Sea torchwood attains a maximum average height of 4 to 12 m, but ranges up to 50 ft in ideal conditions. The smooth, gray bark matures into a rough and furrowed surface with plates. The wood is close-grained. The species has a vertical branching habit. It has a weak taproot, but the lateral roots are stiff and strong. The yellow-gray twigs turn gray with age. The hanging foliage is fragrant. The compound leaves are opposite or sub-opposite. A 3 cm petiole supports three to five oval or lance-shaped leaflets.

==Ecology==
Sea torchwood tolerates full sun to light shade, preferring many soil types in well-drained sites, but thrives on 750 to 2000 mm of yearly precipitation in Puerto Rico. It often grows in soil over rock and coastal sand, occupying hammock edges in Florida. Young plants linger in the understory until gaps allow further growth.

==Uses==
This species has been used for fences, fuel, and honey production.

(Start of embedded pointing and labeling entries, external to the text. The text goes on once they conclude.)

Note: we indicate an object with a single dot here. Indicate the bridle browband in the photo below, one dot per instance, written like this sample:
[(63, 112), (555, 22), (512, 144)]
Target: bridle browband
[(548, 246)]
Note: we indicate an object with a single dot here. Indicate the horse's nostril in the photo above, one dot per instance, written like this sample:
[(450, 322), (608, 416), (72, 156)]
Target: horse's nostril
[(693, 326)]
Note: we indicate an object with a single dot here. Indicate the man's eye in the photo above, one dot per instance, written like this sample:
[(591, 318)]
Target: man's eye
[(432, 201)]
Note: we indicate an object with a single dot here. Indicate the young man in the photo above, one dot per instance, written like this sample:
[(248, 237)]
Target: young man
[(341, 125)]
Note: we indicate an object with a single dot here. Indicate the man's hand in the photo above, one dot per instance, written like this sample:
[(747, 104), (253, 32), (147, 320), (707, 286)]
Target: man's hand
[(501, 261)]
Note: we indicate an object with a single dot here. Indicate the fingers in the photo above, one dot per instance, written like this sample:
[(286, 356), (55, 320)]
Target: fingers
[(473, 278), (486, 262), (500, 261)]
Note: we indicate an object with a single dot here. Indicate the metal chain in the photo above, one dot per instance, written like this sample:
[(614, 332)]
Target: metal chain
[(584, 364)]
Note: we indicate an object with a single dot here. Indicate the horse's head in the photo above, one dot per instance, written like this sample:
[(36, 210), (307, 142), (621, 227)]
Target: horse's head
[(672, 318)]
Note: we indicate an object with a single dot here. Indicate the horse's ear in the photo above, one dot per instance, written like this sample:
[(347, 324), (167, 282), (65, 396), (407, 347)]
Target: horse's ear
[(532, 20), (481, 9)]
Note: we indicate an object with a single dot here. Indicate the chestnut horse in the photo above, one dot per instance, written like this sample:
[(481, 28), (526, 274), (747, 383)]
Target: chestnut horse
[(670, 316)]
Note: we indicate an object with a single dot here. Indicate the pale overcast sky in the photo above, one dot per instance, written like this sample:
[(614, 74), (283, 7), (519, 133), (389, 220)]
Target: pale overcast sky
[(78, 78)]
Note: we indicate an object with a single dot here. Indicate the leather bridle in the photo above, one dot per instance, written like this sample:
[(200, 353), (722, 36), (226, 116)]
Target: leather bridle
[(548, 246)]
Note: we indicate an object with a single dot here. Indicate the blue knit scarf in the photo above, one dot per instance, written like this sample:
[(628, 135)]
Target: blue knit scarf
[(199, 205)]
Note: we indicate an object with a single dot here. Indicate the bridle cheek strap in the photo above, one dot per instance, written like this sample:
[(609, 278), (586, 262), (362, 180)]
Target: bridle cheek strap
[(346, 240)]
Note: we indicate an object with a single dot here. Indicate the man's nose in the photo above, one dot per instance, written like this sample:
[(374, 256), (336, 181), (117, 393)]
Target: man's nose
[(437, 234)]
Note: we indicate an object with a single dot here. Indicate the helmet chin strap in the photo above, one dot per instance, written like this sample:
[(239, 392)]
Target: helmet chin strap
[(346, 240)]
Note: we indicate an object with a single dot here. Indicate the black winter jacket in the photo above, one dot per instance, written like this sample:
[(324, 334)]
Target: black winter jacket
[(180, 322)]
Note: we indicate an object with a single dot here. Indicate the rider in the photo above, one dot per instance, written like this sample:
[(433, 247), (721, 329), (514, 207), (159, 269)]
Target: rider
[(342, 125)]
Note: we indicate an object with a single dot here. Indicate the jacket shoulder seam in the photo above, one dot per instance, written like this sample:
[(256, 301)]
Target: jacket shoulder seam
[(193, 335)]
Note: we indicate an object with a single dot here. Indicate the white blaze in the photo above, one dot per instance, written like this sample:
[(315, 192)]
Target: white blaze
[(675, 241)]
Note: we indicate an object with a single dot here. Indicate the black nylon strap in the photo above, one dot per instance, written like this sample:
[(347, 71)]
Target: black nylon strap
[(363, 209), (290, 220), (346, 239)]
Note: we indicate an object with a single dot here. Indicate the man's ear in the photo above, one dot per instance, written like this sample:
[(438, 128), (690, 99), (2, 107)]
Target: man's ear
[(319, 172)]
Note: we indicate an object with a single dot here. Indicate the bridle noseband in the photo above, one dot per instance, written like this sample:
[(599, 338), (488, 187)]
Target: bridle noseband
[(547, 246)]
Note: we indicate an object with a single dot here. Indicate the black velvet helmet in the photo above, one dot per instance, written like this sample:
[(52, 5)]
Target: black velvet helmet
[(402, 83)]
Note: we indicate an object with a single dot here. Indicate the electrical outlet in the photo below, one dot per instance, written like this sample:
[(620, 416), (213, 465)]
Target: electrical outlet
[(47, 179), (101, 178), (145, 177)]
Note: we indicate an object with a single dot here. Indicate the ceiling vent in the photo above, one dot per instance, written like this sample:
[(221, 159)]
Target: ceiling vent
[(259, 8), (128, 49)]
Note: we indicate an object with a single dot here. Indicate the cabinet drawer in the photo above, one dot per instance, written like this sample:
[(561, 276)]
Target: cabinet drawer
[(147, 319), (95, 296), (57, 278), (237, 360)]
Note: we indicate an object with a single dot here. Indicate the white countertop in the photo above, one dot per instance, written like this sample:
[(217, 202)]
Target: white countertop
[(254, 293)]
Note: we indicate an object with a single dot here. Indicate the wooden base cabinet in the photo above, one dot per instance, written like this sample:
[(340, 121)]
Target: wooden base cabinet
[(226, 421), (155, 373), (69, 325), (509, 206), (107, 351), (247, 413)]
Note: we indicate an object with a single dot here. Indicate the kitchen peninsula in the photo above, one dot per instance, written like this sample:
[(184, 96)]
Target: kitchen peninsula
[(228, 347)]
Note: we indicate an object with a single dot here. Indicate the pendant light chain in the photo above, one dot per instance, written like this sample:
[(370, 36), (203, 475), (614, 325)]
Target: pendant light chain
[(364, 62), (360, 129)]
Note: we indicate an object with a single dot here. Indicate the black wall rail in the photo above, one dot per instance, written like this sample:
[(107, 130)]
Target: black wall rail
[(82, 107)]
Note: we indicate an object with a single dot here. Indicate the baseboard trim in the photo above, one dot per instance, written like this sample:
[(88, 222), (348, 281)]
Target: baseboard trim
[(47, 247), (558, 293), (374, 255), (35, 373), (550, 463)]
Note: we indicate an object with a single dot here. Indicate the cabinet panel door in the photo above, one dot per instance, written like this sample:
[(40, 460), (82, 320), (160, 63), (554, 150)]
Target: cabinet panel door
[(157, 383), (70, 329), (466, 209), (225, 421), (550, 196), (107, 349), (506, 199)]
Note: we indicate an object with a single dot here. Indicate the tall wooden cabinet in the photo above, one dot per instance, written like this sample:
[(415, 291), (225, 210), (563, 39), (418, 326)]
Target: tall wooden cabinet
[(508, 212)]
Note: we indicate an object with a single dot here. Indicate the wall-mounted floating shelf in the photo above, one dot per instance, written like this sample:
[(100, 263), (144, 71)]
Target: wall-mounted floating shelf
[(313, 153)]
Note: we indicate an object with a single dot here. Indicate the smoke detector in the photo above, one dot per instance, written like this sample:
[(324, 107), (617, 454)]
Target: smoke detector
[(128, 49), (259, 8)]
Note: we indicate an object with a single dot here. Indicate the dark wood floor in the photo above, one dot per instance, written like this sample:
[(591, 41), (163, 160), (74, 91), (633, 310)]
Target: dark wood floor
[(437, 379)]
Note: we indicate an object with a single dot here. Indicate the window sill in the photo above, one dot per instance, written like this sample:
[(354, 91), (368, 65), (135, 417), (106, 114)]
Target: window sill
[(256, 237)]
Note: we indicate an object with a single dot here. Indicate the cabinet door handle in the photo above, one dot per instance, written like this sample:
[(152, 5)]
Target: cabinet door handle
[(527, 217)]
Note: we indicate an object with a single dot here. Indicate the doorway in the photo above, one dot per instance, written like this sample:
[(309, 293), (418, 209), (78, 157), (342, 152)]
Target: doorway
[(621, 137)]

The fine-grained, fragrant wood is resistant to dry wood termites. It is too scarce for common use. The plant has yielded taxaline, an oxazole with antibiotic activity against Mycobacterium. The fragrant, globose drupe is black and contains a single brown seed. The tiny, fragrant white flowers and fruit attract wildlife such as birds. In Florida, sea torchwood is a food source for the endangered Schaus' Swallowtail (Papilio aristodemus ponceanus). Contrary to popular belief and unlike the implication of its name, sea torchwood possesses minimal tolerance to salinity.